Гурро ответил без раздумий:
– А что, идея неплохая. Значит так, я тогда допрашиваю его первым. И я буду хорошим. Ну а как поговорю с ним чуток, ты подключишься. И будь с ним пожёстче, ты же плохой, а выглядишь хлюпиком, тебе трудно с ним придётся. Так что старайся. Вон как раз удобное местечко. Остановимся передохнуть и поговорим заодно. А то и правда как-то нехорошо получается, тащим его без толку. Пусть начинает свой хлеб отрабатывать.
Я не стал напоминать, что пленника ни разу не кормили. Все мысли были об одном: как запугать мужчину возрастом лет двадцати семи, будучи при этом в теле худосочного подростка?
Как-то я не так это представлял…
Может попросить Мелконога о смене ролей?
Нет, нельзя, он ведь именно этого и добивается. Издевается надо мной с самым серьёзным видом. Хочет посмотреть, как я облажаюсь.

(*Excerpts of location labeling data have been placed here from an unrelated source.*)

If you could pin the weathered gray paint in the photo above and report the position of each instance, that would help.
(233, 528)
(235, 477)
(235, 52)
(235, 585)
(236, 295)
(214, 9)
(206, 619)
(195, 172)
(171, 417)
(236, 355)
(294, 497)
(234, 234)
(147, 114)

Следовательно, надо как-то выкрутиться. Надавить на пленника так, чтобы тот действительно начал рассказывать Мелконогу всё, что знает.
С радостью и добровольно.
Ну… почти добровольно.
Дождь, вымочивший округу до последней травинки, затих ещё перед рассветом. Но низкая облачность не рассеялась. Лишь местами в ней возникали почти чистые прорехи, через которые пытались прорваться прямые солнечные лучи. Этого недостаточно, чтобы быстро высушить почву и растительность.
И наша одежда тоже сохла плохо. А это неприятно – это верный путь к болячкам, если подолгу так ходить. Северное лето коварно, приходится беречься.
Поэтому на привале, устроенном в мелком распадке, мы все скинули верхнюю одежду, развесив её по корявым ветвям карликовых сосенок. Растительность здесь повсеместно угнетена, поэтому они росли не вверх, а вширь, далеко раскидывались. Готовая природная сушилка.
Костёр не разжигали. Гурро заявил, что долго здесь рассиживаться нельзя, и потому отогреваться горячей пищей нам светит только вечером.